I do like devoting posts to books and archival records as sources for legal history, and thus it was really by chance that I saw a notice on the website of the Yale Law School about the re-enactment of a historical case from 1873. When reading about the re-enactment and viewing the video recording of it my curiosity grew. One of the headings I used in a post this month was “Less is more?”. After that really long post I have decided to keep this new contribution rather short.
At the 2011 Judicial Conference of the Ninth Circuit, held from August 15 to 18, 2011, a number of lawyers re-enacted the case of Myra Bradwell versus the State of Illinois before the United States Supreme Court (83 U.S. 130 (1872)). Among the performers was Yale law professor Judith Resnik who pleaded the case of Myra Bradwell (1831-1894), a married lawyer who wanted in 1869 to be admitted to the bar in Illinois, but her request was denied. It took some time before her case was finally heard by the Supreme Court. The re-enactment was presided by Supreme Court Justice Ruth Bader Ginzburg. In 1873 Bradwell lost her case, but last month Judith Resnik pleading for Myra Bradwell convinced Justice Ginzburg and won her admission to the Illinois bar.
Women’s legal history in the United States
Until now I have only mentioned women’s legal history very briefly, but the few things noted in that earlier post helped me to get quickly more information about Myra Bradwell. The Women’s Legal History (WLH) project at Stanford Law School has a page with lots of online references about materials on Bradwell and literature about her. Thus I could link here to an online version of the case. The page on Bradwell at Stanford University brings a lot more than the brief notice in the online exhibit of the Columbia Law School library, The Rise of Women in the Legal Profession. In fact the WLH project is a model of its kind, but not a model you can easily follow. The combination of biographical matters, be it in an admittedly very concise but consistent way, with full references to documents and literature, makes many biographical websites a bit shallow and bleak.
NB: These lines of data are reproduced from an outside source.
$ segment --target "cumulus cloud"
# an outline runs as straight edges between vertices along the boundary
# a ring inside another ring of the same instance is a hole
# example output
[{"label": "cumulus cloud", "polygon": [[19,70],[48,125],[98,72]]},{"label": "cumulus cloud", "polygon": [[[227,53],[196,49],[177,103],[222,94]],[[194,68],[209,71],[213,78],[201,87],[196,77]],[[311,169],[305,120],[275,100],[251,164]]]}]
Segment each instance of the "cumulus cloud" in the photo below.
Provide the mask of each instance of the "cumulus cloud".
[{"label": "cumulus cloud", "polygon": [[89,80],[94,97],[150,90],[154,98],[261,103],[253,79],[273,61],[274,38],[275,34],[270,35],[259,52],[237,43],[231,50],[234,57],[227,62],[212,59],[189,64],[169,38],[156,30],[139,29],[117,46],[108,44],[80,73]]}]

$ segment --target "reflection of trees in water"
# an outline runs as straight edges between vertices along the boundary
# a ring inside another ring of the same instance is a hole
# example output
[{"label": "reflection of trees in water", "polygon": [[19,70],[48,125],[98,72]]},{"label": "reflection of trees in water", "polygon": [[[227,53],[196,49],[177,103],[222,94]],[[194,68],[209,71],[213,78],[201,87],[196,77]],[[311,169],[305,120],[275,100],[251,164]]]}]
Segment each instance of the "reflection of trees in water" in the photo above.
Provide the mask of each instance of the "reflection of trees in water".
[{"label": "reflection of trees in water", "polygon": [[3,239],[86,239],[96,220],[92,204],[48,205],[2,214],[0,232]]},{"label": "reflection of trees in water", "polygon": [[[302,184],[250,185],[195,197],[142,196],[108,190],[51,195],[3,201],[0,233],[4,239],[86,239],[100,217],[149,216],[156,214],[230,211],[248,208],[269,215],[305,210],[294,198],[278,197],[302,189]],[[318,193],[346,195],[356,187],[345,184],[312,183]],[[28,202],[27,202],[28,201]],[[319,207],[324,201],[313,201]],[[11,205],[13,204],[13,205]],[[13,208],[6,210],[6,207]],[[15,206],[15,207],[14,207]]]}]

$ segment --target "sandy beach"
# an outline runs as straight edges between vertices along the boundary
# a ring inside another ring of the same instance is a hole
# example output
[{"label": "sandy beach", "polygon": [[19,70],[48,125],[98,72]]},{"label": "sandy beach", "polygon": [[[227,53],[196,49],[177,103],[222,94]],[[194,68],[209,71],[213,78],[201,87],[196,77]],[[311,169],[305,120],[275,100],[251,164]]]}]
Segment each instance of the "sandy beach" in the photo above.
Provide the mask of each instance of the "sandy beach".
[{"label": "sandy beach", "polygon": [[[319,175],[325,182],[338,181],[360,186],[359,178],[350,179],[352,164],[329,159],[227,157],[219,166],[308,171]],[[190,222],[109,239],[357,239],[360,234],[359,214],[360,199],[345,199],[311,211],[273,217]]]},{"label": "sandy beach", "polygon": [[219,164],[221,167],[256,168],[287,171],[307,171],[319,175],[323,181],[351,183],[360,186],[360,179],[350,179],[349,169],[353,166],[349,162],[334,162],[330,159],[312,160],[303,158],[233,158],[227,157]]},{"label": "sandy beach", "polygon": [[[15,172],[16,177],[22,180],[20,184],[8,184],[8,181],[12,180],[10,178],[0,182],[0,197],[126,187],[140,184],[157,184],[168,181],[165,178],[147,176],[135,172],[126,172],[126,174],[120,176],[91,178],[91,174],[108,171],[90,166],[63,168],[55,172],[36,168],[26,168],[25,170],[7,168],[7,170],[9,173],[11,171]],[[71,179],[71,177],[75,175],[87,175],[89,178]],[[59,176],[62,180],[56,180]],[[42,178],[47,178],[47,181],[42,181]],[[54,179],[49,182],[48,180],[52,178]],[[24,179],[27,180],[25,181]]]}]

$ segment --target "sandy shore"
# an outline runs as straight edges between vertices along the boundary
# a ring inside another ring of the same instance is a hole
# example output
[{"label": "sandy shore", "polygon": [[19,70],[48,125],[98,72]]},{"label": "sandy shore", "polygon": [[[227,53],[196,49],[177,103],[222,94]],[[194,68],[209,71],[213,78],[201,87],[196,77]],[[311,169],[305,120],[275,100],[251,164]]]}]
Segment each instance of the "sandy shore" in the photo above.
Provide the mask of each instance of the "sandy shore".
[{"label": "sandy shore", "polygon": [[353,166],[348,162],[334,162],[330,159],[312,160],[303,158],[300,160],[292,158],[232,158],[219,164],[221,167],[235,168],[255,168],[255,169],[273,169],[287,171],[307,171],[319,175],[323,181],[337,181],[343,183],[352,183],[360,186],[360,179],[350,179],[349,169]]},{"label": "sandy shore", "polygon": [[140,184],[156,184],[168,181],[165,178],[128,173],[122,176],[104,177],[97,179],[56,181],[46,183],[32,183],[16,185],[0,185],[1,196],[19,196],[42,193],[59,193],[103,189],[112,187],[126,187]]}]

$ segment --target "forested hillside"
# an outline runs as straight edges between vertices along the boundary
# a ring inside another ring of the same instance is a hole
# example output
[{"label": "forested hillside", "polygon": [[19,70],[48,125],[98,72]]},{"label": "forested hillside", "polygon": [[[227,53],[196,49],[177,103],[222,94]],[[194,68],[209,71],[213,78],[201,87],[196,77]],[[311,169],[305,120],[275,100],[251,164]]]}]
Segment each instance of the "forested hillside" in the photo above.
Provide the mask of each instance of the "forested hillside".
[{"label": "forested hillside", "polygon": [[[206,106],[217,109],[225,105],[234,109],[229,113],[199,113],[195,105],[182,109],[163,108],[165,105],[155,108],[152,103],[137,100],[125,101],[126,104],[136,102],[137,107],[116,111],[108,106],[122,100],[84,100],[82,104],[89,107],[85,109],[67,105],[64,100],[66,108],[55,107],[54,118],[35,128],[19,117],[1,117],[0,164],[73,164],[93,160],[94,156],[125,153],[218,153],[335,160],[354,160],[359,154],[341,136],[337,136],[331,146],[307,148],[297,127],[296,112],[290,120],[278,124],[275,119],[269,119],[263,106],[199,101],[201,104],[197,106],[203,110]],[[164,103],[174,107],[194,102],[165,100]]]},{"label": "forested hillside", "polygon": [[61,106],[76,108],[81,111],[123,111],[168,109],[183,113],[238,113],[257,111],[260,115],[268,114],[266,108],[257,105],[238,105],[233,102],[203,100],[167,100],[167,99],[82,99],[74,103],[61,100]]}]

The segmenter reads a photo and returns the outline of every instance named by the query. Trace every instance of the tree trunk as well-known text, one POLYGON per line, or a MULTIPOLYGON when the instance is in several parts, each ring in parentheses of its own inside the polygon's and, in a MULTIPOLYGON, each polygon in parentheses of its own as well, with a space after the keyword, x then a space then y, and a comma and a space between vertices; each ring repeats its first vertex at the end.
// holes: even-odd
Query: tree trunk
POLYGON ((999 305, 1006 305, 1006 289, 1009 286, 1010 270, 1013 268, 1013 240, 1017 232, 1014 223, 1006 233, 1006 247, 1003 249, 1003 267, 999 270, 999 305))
One of the elements in Bradwell v. State of Illinois making this case still interesting is that it involves interpretation of the 14th Amendment to the constitution of the United States. Does denying a married woman the right to be admitted to the bar impair the “privileges and immunities” of a United States citizen? On April 15, 1873, the Supreme Court ruled that this was not “obnoxious to the charge of abridging any of the privileges and immunities of citizens of the United States”. In 1890 the Illinois Supreme Court, acting on its own, finally allowed Myra Bradwell to practice law. Long before 1890 Bradwell had become a well-known lawyer as founder of the Chicago Legal News (1868).
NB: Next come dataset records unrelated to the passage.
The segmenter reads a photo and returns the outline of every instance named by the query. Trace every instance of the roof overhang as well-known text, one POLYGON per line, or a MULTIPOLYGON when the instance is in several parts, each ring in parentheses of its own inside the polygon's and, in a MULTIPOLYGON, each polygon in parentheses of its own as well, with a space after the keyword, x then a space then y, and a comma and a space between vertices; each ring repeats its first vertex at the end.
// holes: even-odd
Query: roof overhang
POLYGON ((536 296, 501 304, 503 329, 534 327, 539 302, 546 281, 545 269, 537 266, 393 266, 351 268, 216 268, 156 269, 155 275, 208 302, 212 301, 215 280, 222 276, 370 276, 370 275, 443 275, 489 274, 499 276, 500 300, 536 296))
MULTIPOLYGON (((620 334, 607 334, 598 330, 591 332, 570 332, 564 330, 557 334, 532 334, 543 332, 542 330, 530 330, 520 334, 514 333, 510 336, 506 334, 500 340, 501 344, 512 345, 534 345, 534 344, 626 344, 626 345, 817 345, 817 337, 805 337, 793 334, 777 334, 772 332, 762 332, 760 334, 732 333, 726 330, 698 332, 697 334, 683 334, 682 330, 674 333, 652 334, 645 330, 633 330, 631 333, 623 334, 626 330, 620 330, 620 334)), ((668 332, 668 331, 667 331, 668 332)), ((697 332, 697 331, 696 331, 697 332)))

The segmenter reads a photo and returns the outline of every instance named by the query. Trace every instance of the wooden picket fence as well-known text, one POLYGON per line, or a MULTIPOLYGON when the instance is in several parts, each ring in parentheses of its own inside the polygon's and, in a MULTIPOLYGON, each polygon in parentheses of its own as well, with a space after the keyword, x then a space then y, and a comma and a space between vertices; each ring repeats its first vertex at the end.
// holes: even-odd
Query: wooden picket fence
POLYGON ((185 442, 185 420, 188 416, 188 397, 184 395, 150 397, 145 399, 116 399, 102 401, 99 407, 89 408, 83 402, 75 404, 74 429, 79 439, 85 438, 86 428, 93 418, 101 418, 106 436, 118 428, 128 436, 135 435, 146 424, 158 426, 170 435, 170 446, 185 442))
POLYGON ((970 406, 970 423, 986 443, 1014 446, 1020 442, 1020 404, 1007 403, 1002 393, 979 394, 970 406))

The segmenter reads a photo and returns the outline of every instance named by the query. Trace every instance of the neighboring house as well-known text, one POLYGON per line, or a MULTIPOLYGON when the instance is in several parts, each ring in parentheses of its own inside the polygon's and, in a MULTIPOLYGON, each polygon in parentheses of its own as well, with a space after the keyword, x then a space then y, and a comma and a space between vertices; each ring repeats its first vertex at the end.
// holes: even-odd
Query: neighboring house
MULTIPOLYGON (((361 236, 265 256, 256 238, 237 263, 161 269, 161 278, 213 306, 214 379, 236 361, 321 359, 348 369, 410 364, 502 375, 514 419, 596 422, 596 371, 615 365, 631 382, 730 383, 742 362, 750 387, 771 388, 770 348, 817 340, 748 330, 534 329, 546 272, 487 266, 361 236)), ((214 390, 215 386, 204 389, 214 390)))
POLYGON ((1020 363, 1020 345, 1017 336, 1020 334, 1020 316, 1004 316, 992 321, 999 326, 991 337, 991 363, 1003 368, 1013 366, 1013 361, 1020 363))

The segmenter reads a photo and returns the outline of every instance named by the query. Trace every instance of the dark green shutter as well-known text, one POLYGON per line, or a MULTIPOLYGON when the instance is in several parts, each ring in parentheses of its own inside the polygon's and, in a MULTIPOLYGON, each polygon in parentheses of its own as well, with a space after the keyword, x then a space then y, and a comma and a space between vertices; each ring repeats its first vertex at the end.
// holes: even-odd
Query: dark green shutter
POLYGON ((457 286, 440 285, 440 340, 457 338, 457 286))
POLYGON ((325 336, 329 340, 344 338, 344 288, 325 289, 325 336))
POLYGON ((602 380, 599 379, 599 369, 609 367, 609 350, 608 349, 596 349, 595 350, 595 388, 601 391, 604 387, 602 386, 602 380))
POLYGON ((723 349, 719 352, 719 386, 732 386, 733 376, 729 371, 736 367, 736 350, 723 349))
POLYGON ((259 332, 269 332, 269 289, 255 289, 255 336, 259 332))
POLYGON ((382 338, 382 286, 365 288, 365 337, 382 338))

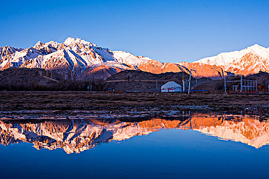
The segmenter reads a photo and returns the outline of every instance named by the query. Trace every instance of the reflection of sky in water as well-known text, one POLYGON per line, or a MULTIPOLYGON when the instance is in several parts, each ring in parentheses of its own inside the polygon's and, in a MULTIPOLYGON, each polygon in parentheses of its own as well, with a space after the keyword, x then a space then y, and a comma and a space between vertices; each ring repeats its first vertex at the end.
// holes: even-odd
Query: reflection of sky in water
POLYGON ((2 121, 1 178, 267 178, 268 123, 206 116, 192 115, 191 121, 2 121))

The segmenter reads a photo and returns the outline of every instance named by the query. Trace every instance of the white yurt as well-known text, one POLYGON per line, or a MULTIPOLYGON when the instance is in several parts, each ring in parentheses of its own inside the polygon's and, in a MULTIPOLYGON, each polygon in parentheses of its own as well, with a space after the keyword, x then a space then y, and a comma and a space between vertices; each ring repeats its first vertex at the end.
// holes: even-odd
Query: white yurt
POLYGON ((169 81, 161 86, 162 92, 181 92, 182 86, 174 81, 169 81))

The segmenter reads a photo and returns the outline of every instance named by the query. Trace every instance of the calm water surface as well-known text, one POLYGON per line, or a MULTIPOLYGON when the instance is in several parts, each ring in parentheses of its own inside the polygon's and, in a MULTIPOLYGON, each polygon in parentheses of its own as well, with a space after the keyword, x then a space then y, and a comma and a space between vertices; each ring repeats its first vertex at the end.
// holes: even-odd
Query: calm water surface
POLYGON ((268 178, 266 120, 172 113, 132 122, 3 119, 1 178, 268 178))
I could easily continue reaping the fruits brought together at the WLH project and elsewhere, like the short notice in the online exhibit Outspoken: Chicago’s Free Speech Tradition of the Newberry Library, Chicago, but it is more interesting to read the case, to ponder the arguments used in the nineteenth century, to look at the video of the re-enactment and to consider the new arguments presented. Of course much more can be said about American women lawyers, but for today I leave it to you to start further research for example at the history section of the website of the American National Conference of Women Bar Associations.
A Dutch twist
For your convenience I will end here with more information about the other links on women’s history I wrote about earlier, giving this post, too, the customary Dutch twist. The International Institute for Social History (IISH) in Amsterdam has a fine links selection on women’s history. The IISH maintains the Virtual Library Women’s History, a gateway to women’s history, and ViVa Women’s History, an online current bibliography of women’s and gender history, both indispensable research tools. I noticed earlier on also the IntLawGrrls blog where Bradwell figured in 2009 in the On this Day section. Aletta, formerly known as the International Archive for the Women’s Movement, also based in Amsterdam, has an open access image database. The name Aletta comes from the first Dutch female physician Aletta Jacobs (1854-1929), a pioneer of women’s liberation. She married to the Dutch politician Carel Victor Gerritsen (1850-1905). The Gerritsen collection with early books on the history of the women’s movement has been digitized, but is accessible only at subscribing libraries and their card holders, and for card holders of the Aletta Institute. This enables you to use two other digital collections at the Aletta Institute as well.
All those who would like to know more about women’s legal history outside the United States should perhaps have a look at the program of next month’s conference in Chicago (October 13 and 14, 2011) with the theme Women’s Legal History: A Global Perspective.
While searching for other matters an Italian website, Donne e diritti. Osservatorio di storiografica giuridica [Women and rights. An observatory of juridical historiography] came to my attention. It is a portal for women’s legal history with articles, sources in translation, detailed bibliographies, a calendar of events and a link selection with an international orientation.